Strathmore Names Second CEO in Institution’s Nearly Four-Decade History
Monica Jeffries Hazangeles will take on dual role of president and CEO
Monica Jeffries Hazangeles
Strathmore will have a new CEO for the first time in the North Bethesda arts institution’s nearly four-decade history.
Monica Jeffries Hazangeles has been named Strathmore’s new president and CEO, the board of directors announced Friday.
She replaces Eliot Pfanstiehl, who founded Strathmore in 1981.
But Jeffries Hazangeles isn’t a new face in the halls of Strathmore on its Rockviile Pike campus.
She joined the organization in 1994 and was named president in 2011. She will add the title of CEO and move into that role on Sept. 1.
The Strathmore board conducted a nationwide search to replace Pfanstiehl with the help of Arts Consulting Group of Boston. Strathmore’s board was unanimous in its decision to move Jeffries Hazangeles into her new dual role.

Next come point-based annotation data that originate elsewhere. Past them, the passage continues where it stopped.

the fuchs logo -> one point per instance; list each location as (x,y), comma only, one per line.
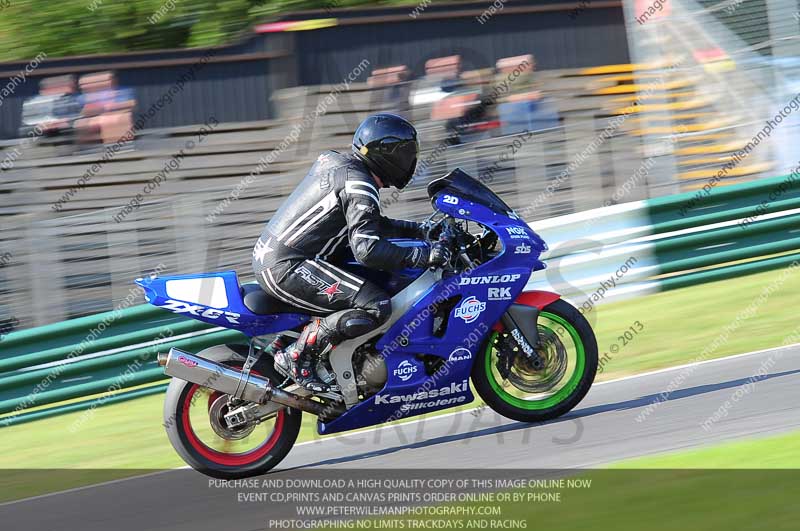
(522,249)
(517,232)
(460,354)
(186,361)
(405,370)
(200,311)
(490,279)
(499,294)
(451,389)
(470,309)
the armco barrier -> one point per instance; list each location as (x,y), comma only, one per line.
(644,246)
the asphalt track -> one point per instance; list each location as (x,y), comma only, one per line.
(756,394)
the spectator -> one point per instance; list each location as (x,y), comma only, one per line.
(54,110)
(391,85)
(107,111)
(523,108)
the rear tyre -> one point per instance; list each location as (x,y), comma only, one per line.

“We are thrilled that Monica will be the next leader of Strathmore—her passion, diplomacy, and leadership experience are exceptional and her vision for Strathmore’s future makes her singularly qualified to lead this great institution into its next chapter of growth, service and prominence,” Strathmore Board Chair Karen Lefkowitz said in a written statement.

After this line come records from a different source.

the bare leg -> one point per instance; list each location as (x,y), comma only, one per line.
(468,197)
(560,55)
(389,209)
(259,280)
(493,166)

Pfanstiehl will stay with the institution until Aug. 31.
“I’m confident under Monica’s expanded leadership, Strathmore will always value community, creativity, and customer service. I know Strathmore’s best days are ahead of us with many new initiatives, new audiences, and an expanded footprint throughout the region,” said Pfanstiehl.
In an interview, Jeffries Hazangeles called Pfanstiehl a “treasured mentor.”
“Our relationship is very, very special and complementary. As we transition to new roles, he’ll continue to be one of those angels in the community who look over Strathmore and watch out for it and guide us along the way,” she said.
Jeffries Hazangeles also reflected on how much Strathmore has grown and changed during her 24 years at the institution.
“I knew right away that it was a place that I wanted to be. And I was so energized by the team that was here,” Jeffries Hazangeles said. “I had an inkling that there were exciting things on the horizon. And they certainly have come true.”
In the future, there are “bright things” on the horizon, which will change Strathmore “in ways we cannot even imagine,” she said.
The board credited Pfanstiehl and Jeffries Hazangeles with guiding the evolution of Strathmore into “Maryland’s most prolific, multidisciplinary arts presenter and producer.”
Jeffries Hazangeles helped to secure $110 million in public and private funding to build The Music Center at Strathmore, which opened in 2005.
She was integral to the creation of Bloom, a Strathmore outreach initiative including supplemental arts education programs, a youth orchestra, community choral events, and a step program, with a focus on the communities along the county’s Route 29 corridor. Jeffries Hazangeles has also been involved with programs including the Strathmore Children’s Chorus, the annual Latin Dance Competition for high school students, and Strathmore Student Concerts for all second- and fifth-grade students in Montgomery County Public Schools.
In 2015, Jeffries Hazangeles helped to establish AMP, a 230-seat live music and dining space at Pike & Rose, Strathmore’s first off-site venue.
Jeffries Hazangeles has worked as an arts professional for more than 25 years and has held positions with The Smithsonian Associates and The Friends of Chamber Music in Kansas City, Missouri.
She holds bachelor’s degrees and master’s degrees in flute performance from Florida State University and the University of Missouri-Kansas City, respectively. She earned a master’s degree in arts management from American University in 1996.
She and her husband, John P. Hazangeles, reside in Silver Spring.
Asked whether she has a favorite memory during her tenure at Strathmore, Jeffries Hazangeles instead described a sensation.
“A favorite is when there is an incomparable artist in the center of the stage and everyone in attendance feels like they’re the only listener at that moment,” she said. “Until you look around and realize that everyone feels equally enthralled by the magic of that moment.”